Accept events which fail to parse when 'RenderedText' used
There seem to be instances when if --content-format RenderedText is used in a subscription, windows doesn't send properly formatted XML messages. This in turn causes oenwec to return HTTP error 500 back to the source as it fails to parse the XML (as expected) :
I double checked and I very much doubt the malformed XML is an openwec problem (i'd be happy to hear otherwise), but if you turn on tracing you'll observe that the underlying hyper server reports receiving a malformed payload - which happens before openwec does much processing:
In the above screenshot note how the event is sent with a truncated RenderingInfo XML tag, though it is correct encapsulated in a SOAP event... again leading me to suspect this is a windows problem rather than openwec. This doesnt happen with all events.
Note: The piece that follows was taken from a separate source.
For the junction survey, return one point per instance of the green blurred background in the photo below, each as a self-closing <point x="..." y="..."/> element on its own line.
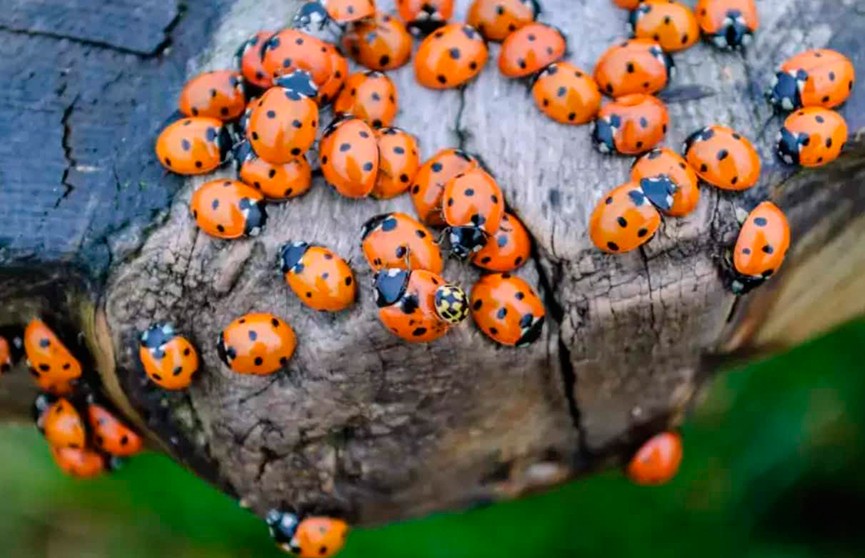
<point x="773" y="468"/>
The same source on the same subscription will send properly formatted events - the issue seems related to those events which contain tabs/newlines/etc in their rendered info (such as most security events)
In this kind of situation, it might be beneficial to accept the event anyway but mark it as malformed, while saving the original content. Like that the source can keep on sending events (rather than stopping at an HTTP 500), and admins can troubleshoot why an event was not accepted.
I realise this is not ideal in all environments since it depends on your use case... in which case maybe the behavior can be controlled by a CLI flag?
I am using this branch to address the above (though the behavior is hardcoded rather than behind a flag as I suggested): https://github.com/CyberSift/openwec/tree/flexible_error
In this branch if the event contains a malformed event it is anyway stored, but we modified the fields stored to contain an error message and the original event content, for example, note the new Error field containing the ErrorMessage and OriginalContent fields:
{
"System":{
"Provider":{
},
"EventID":0,
"Computer":""
},
"OpenWEC":{
"IpAddress":"127.0.0.1",
"TimeReceived":"2023-09-29T07:38:13.575037814+00:00",
"Principal":"demo-client",
"Subscription":{
"Uuid":"91E05B32-F8F6-48CF-8AB4-4038233B83AC",
"Version":"D5FB6FFA-F3FB-4B0D-9655-398EA6114D0F",
"Name":"my-test-subscription"
},
"Errors":{
"OriginalContent":"<Event xmlns='http://schemas.microsoft.com/win/2004/08/events/event'><System><Provider Name='Microsoft-Windows-Security-Auditing' Guid='{54849625-5478-4994-a5ba-3e3b0328c30d}'/><EventID>5061</EventID><Version>0</Version><Level>0</Level><Task>12290</Task><Opcode>0</Opcode><Keywords>0x8020000000000000</Keywords><TimeCreated SystemTime='2023-09-29T07:25:36.3365627Z'/><EventRecordID>978308</EventRecordID><Correlation ActivityID='{f59bb999-ec5b-0008-f6b9-9bf55becd901}'/><Execution ProcessID='1440' ThreadID='16716'/><Channel>Security</Channel><Computer>xxxxxxxx</Computer><Security/></System><EventData><Data Name='SubjectUserSid'>S-1-5-20</Data><Data Name='SubjectUserName'>xxxxxxxx$</Data><Data Name='SubjectDomainName'>WORKGROUP</Data><Data Name='SubjectLogonId'>0x3e4</Data><Data Name='ProviderName'>Microsoft Software Key Storage Provider</Data><Data Name='AlgorithmName'>ECDH_P384</Data><Data Name='KeyName'>{6DF73E17-F1C9-481A-9B2F-8B16352E5D6E}</Data><Data Name='KeyType'>%%2499</Data><Data Name='Operation'>%%2480</Data><Data Name='ReturnCode'>0x0</Data></EventData><RenderingInfo Culture='en-US'><Message>Cryptographic operation. Subject: 	",
"ErrorMessage":"Failed to parse event XML"
}
}
}
P.S. if anyone can point me in the right direction to actually get WEF to send me full events rather than truncated events I'd be very grateful π
Hi @dvas0004!
I haven't come across such a situation :disappointed: . I do agree that it seems to be more a problem with the Windows event logging system rather than openwec. To confirm this statement and perhaps try to diagnose the problem:
- Did you try to look at the problematic event(s) in Windows Event Viewer?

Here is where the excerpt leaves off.